AUTENTICO SUCCESSO DELLA PRESENTAZIONE DEL VOLUME "COSACCHI CONTRO PARTIGIANI", MURSIA EDITORE, ALLA NOTA LIBRERIE MODERNA UDINESE.

PRESENTAZIONE ALLA "LIBRERIA MODERNA UDINESE" DEL VOLUME "COSACCHI CONTRO PARTIGIANI" MURSIA EDITORE - MILANO
Ieri 27 gennaio alle ore 18 è stato presentato ad Udine, alla nota Libraria Moderna al centro, il mio ultimo recente libro " Cosacchi contro Partigiani" della casa editrice MURSIA. Relatore il docente prof. Paolo Venti molto brillante al quale risposi su varie intelligenti fondamentali domande sul piano storico e poi intervenni nella discussione ed ebbi modo di puntualizzare vicende rilevanti vissute nel corso della mia lunga attività cultuale storico scientifica. La sala era affollata. Tutto è andato molto bene. Fra i convenuti, oltre a vari amici, c' era la signora Agarinis vedova del noto scrittore Sgorlon che come tale si è presentata con mio onorato, vero piacere di conoscerla. Non posso tralasciare di ricordare, a proposito della forzata consegna dei cosacchi sulla Drava bestialmente ammassati su tradotte formate da vagoni merci che vennero piombati, fui preso da un raptus di commozione mentre stavo pronunciando la frase che, quelle tradotte transitando per Oberdrauburg, dove facevano una sosta, cittadini austriaci, avvicinatisi ai vagoni, ( Nota ) udivano dei pianti di donne e delle grida disperate.....Dopo di che ripresi comunque a parlare.

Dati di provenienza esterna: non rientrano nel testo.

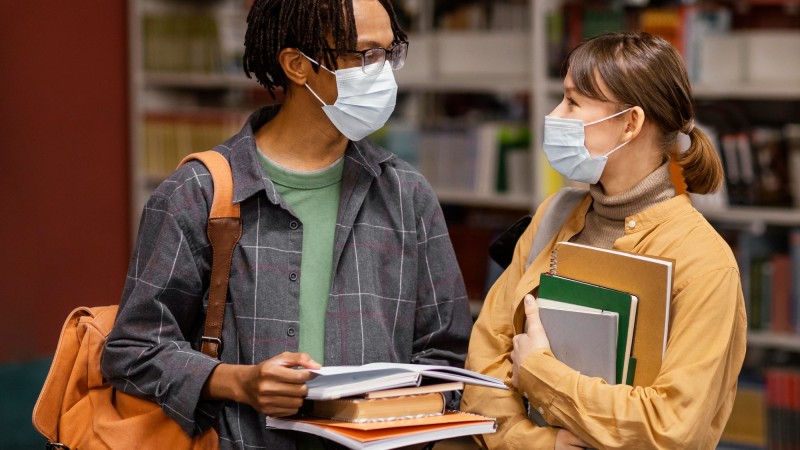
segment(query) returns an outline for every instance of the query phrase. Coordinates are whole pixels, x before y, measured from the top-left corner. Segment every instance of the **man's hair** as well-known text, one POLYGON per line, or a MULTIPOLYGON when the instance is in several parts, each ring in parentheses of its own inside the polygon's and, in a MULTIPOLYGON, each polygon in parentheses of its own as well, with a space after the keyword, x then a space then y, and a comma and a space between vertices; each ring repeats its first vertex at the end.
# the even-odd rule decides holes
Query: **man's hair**
MULTIPOLYGON (((406 40, 391 0, 377 1, 389 14, 394 40, 406 40)), ((286 88, 278 61, 281 50, 299 49, 335 70, 336 54, 356 50, 357 40, 353 0, 256 0, 247 15, 244 71, 272 94, 276 88, 286 88), (326 51, 329 47, 333 52, 326 51)))

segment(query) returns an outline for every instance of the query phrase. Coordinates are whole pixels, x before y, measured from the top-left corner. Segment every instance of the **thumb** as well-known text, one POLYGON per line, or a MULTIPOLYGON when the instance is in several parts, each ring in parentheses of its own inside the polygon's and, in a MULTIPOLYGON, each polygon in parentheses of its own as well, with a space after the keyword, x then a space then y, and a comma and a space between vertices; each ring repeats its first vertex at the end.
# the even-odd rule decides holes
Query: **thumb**
POLYGON ((525 334, 534 337, 535 331, 544 328, 539 318, 539 306, 531 294, 527 294, 523 301, 525 304, 525 334))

Fra le molteplici richieste di notizie e chiarificazioni un signore di Interneppo , di cui non ricordo il nome, mi chiese se, in detto suo paese, c’erano i cosacchi, non avendone mai sentito parlare. Stavo firmando delle dediche, per cui non ho risposto, ma rientrando a casa ci ho ripensato e mi è venuta spontanea la risposta che qui di seguito riporto, sperando che l’interessato, se affiliato Facebook, abbia modo di leggerla.o che qualcuno magari lo informi. Ad Interneppo, nel 1944-1945, si trovavano stanziate parecchie maestranze di tedeschi ed austriaci delle organizzazioni TODT ed ENZIAN, addette alle opere di fortificazione e collocazione di ostacoli anticarro contro un presunto e temuto sbarco alleato e, credo anche che, nel paese, vi fosse la direzione di una delle due organizzazioni . Non c’era quindi bisogno di stanziare delle forze cosacche a presidio. Ricordo anche perfettamente che il comandante partigiano “Fontana” ( Venturini Giovanni) col quale negli anni settanta ebbi vari incontri e colloqui nella sua casa posta in montagna a sud ovest di Avasinis (“Fontana” fu colui che comandò la fucilazione, a fine guerra, degli undici tedeschi della Karstjager alla confluenza del torrente Leale nel Tagliamento – pagina nr. 221 del mio libro “Lo Sterminio Mancato”. Fontana, in base al resoconto dei colloqui, mi disse che circa verso fine aprile, una domenica lui fu ad Interneppo, dove si rese conto che c ‘erano molti tedeschi i quali addirittura affluirono alla messa domenicale e, da sue indagini, furono molto attenti alla predica del parroco supponendo che il medesimo potesse pronunciare delle frasi convenzionali predisposte per una presumibile insurrezione partigiana.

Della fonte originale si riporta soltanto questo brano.